Das Austragen der "Leibesfrucht", das Gebären und das Großziehen derselben "sind da schon eine ganz andere Hausnummer", welche bei Säugetieren in den beiden ersten Aspekten immer, beim letzteren in der weit überwiegenden Mehrheit den weiblichen Tieren obliegt. Wie beim Menschen eben auch.

«Wenn sich die Gelegenheit für unsere [männliche] Aufgabe ergibt, fallen wir in eine Art "Rausch", den manche nicht kontrollieren können.»

Wir diskutieren ja hier die Frage:
"Was ist ein Incel"?

Ich kannte den Begriff bisher nicht.
Aber das scheinen ja "Eindringens-Ermangler" zu sein.
Die ihren Mangel als Schuld der Frauen ansehen …

@störschall, 16:47

Dieses "Ammenmärchen" ist aktueller Stand der Wissenschaft!

Für die Libido/den Sexualtrieb ist vor allem das Testosteron verantwortlich. Davon ist im männlichen Körper nun einmal eine weitaus größere Menge vorhanden als im weiblichen.

Sonst wären kaum 95 Prozent der Prostituierten weiblich. Hier besteht eben eine Nachfrage, die so bedient wird.

Von "Nähe und Zuneigung" sprach ich nicht. Sondern von Sex, genauer gesagt dem Koitus.

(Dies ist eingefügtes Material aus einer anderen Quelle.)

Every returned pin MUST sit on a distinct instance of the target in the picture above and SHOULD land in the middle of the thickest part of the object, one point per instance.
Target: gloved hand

Dass die Bedürfnisse von Männern "über anderen" stünden, war von mir ebenfalls nicht zu lesen.

16:03 von rossundreiter

«Dennoch hat die friedliche Form dieser "Incel"-Bewegung durchaus einen Punkt:
Die meisten Männer haben (hormonell bedingt) nun einmal ein größeres sexuelles Bedürfnis als die meisten Frauen (welches in der Konsequenz natürlich nicht befriedigt wird).
Männer leben also (im Gegensatz zu Frauen) oft sexuell unerfüllt.»

Frauen haben unter den herrschenden Moralvorstellungen der großen monotheistischen Religionen keine eigenen sexuellen Bedürfnisse zu haben ("herrschenden" !).

Bei vielen "Naturvölkern", die ohne religiös motivierte Sexualmoral "auskommen", sieht das ganz anders aus, und entspricht auch viel eher dem Sexual-, Nähe- und Wärmebedürfnis, das bei beiden Geschlechtern gleichermaßen ausgeprägt ist.

Die "friedlichen männl. Incels" mögen sich über ihren mangelnden Erfolg bei Frauen austauschen, und über die möglichen Ursachen dafür nachsinnen.

Eine größere Libido als die von Frauen ist es nicht.
Wohl eher die männliche Unfähigkeit, sich gleichberechtigt Frauen anzunähern.

17:02 von StöRschall

«Eine Welt in der nur Männer leben würden, wäre bald menschenleer, selbst wenn Männer Kinder austragen könnten.»

Eine solche Welt wäre definitiv nicht "bald menschenleer".

Unter der von Ihnen angenommenen Prämisse würde sie weiterhin von denjenigen Männern bevölkert, die ohne Gewalt, Unterdrückung und Drangsalierung gegenüber ihren Mitmenschen Kinder liebevoll großziehen.

Und das wäre die große Mehrheit der auch in einer zwei-geschlechtlichen Welt lebenden Männer.

Ich will & werde gerade Männer-Gewalt gegenüber Frauen ganz sicher nicht verharmlosen und in ihrer Anzahl klein reden (schon gar nicht sexuell motivierte).

Männer, die wie der Toronto-Attentäter ihre eigene (sexuelle) "Erfolglosigkeit" bei Frauen diesen "anlasten", sind schwer gestörte "Würstchen", die ein sozialverträgliches Geschlechter-Miteinander wegen der eigenen Minderbemittelung "einfach nicht auf die Reihe kriegen".

Das ist aber die Minderheit.
Eine "Nur-Männer-Menscheit mit Fortpflanzung" stirbt nicht aus.